40-jähriges Dienstjubiläum des Herrn Johannes Wynhoven
13. Juli 2012
Issum
veröffentlicht am: 13. Juli 2012 um 18:06:36
ISSUM. Am 01.07.2012 feierte Schwimmmeister Johannes Wynhoven bei der Gemeinde Issum sein 40-jähriges Dienstjubiläum.
Herr Wynhoven begann seinen beruflichen Werdegang mit einer Ausbildung zum Groß- und Außenhandelskaufmann. Aufgrund einer Stellenanzeige im Frühjahr 1972 bewarb Herr Wynhoven sich als Schwimmmeister-Anwärter bei der Gemeinde Issum und konnte zum 01.07.1972 seine Ausbildung beginnen.
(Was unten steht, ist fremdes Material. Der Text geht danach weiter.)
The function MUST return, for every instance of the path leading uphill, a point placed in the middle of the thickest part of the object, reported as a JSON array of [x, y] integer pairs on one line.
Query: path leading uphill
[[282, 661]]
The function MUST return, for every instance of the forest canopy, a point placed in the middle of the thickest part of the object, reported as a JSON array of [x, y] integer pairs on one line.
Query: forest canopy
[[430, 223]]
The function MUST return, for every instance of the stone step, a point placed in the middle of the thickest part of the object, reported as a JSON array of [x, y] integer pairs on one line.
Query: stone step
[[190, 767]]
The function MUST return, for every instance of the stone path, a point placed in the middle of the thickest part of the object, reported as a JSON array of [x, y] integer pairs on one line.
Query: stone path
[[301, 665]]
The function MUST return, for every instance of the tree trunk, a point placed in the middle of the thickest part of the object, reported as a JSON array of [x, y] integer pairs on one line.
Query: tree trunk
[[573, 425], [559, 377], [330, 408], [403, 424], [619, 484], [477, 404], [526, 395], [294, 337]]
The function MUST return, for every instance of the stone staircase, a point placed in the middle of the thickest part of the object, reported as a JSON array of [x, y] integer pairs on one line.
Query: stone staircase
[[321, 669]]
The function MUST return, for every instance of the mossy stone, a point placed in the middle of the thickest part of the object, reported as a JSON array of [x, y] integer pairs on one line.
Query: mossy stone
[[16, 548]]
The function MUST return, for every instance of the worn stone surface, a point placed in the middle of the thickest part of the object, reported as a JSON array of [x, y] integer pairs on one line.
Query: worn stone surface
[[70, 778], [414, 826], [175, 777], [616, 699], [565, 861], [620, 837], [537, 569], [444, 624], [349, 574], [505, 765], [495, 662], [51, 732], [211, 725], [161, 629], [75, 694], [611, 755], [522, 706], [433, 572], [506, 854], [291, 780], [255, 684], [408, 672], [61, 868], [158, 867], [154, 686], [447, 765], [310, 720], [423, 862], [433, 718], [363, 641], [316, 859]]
Am 13.09.1974 legte er seine Prüfung als „Staatlich geprüfter Schwimmmeister“ ab. Aufgrund einer neuen Verordnung über die berufliche Fortbildung zum geprüften Schwimmmeister, absolvierte Herr Wynhoven 1980 die erforderliche Ausbilderprüfung und einen zusätzlichen Lehrgang zum geprüften Schwimmmeister mit Erfolg.
Die seit Ende 1971 fertig gestellte Lehrschwimmhalle in Issum gehörte bis zur Schließung im August 1999 zur Arbeitsstätte des Jubilars. Er betreute das bis heute so beliebte Säuglings- und Kleinkinderschwimmen und so mancher Issumer und Sevelener hat dort bei Johannes Wynhoven das Schwimmen erlernt.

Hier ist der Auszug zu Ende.